If Merpire (aka Rhiannon Atkinson-Howatt) used her debut album Simulation Ride as a means of exploring her vulnerabilities and faults as a human, her follow up MILK POOL is a means of exploring the same weaknesses through a different lens. The second album from the Naarm/Melbourne singer has her living a second adolescence of sorts, writing like she’s embroiled in all the drama and anxieties of being in high school. Feelings are big, angst is elevated, and everything is laid out like it’s the most important thing ever.

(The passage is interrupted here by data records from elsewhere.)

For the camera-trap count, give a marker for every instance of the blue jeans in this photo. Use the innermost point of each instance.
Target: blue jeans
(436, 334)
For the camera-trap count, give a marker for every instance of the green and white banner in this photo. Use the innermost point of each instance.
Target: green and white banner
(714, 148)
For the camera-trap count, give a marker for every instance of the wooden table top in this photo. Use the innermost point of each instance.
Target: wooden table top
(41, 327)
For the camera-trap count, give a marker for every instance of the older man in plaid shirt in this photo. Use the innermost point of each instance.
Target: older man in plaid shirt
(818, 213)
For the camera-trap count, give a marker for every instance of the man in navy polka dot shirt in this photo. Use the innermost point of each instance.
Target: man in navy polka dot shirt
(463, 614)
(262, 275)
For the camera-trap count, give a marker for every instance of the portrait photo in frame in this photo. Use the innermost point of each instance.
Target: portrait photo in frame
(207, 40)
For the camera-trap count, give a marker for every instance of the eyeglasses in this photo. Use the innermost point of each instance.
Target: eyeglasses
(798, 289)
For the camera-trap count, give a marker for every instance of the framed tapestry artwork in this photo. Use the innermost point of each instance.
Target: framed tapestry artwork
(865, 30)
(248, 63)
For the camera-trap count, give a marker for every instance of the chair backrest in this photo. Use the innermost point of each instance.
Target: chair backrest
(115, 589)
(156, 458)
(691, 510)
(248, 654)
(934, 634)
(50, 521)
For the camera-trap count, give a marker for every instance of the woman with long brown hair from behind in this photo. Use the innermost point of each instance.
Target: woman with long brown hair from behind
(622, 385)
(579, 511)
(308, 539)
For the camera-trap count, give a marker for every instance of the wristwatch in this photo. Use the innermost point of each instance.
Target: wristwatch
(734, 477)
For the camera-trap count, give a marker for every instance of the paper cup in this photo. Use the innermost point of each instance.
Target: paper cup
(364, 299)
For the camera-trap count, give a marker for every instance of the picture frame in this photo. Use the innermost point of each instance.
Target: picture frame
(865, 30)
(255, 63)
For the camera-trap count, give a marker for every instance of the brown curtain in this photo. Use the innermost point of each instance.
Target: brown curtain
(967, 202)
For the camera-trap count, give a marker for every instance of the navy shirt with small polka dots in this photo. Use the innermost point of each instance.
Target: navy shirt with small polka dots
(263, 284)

MILK POOL – an almost visceral title chosen to capture “the murky fluidity of the action [it] took to create it”- comes with a darker hue too. An artificial glow against a body turned away transplants the summery colours and bright sunlight shining on Atkinson-Howatt’s face on the cover of Simulation Ride. “Rosanna” leans into the Mitski-like tone Atkinson-Howatt gestured towards on her debut, mixing in a hint of Billie Eilish as drum pads flitter along and a punch-drunk melody mines a tone of embarrassment and worry. The dazed ire of “Canine” explores the moment of realization of an impending break up as Atkinson-Howatt bites her tongue so as not to ruin a family gathering. “Waiting by the fire / Watching as the flames engulf your head / From the rocking chair I sit in,” she sings with daggered eyes. “Internet” is a piano ballad draped in low light as questions an infatuated teenager might ask get thrown into a search engine; “How do you know if somebody likes you? / How do you read their body language? …What are the lyrics from that song she sent?”

Exploring familiar anxieties through a different lens brings with it some fun pep too. Opening track “Leaving With You” has Atkinson-Howatt tired, but staying at a party because a crush just walked in. “Will you let me down tonight? Lying with that mouth I want,” she asks as a hint of feverish grizzle colours the edges of the song. “Fishing” channels that teen spirit with calls of being “just another bunch of misfits trying to do right / we’ve got enough shit to deal with” while “Bigger” is the most carnal thing here, capturing that voracious animal attraction over ragged synths and guitars. “Keep your hands where I can eat then please,” Atkinson-Howatt requests, the meaning impossible to confuse.  

In a way MILK POOL is a more mature record, even though it’s written from a younger perspective. Its shadowier countenance consequently means it’s not nearly as catchy as Simulation Ride; there’s no earworm here that’ll be stuck in your head for days, but it does offer some benefits from digging deeper. Balancing that want for stability and being settled against having youthful thrills, “Retriever” has some clever lead-on sentences that are best appreciated by reading the lyrics alongside listening. “Internet” could be considered a pointed finger at the distraction of intuitive technology against human contact, while the acoustic “Cinnamon” warns of the power of evocative smell memory and not sitting in the past too much. 

Merpire is still loitering around the indie slacker rock genre, and there’s still restlessness, unease, and uncertainty here; the outfit may be in a different shade, but it’s still covering the same bones. However, in coming at it from a different perspective, she lessens the dose of that important injection of giddy joy and replaces it with a duskier, hornier demeanour while exploring avenues of primal instincts and emotions. “I’m embarrassed how often I think about you,” she sings on “Rosanna”, capturing that coy, flush, overactive mind in a single sentence. It may not hit quite as promisingly as her debut and some tracks don’t do quite enough to distinguish themselves from others in the same vein, but in reliving her youth a second time round, her second step forward is one that moves her backwards a little – both deliberately and unintentionally.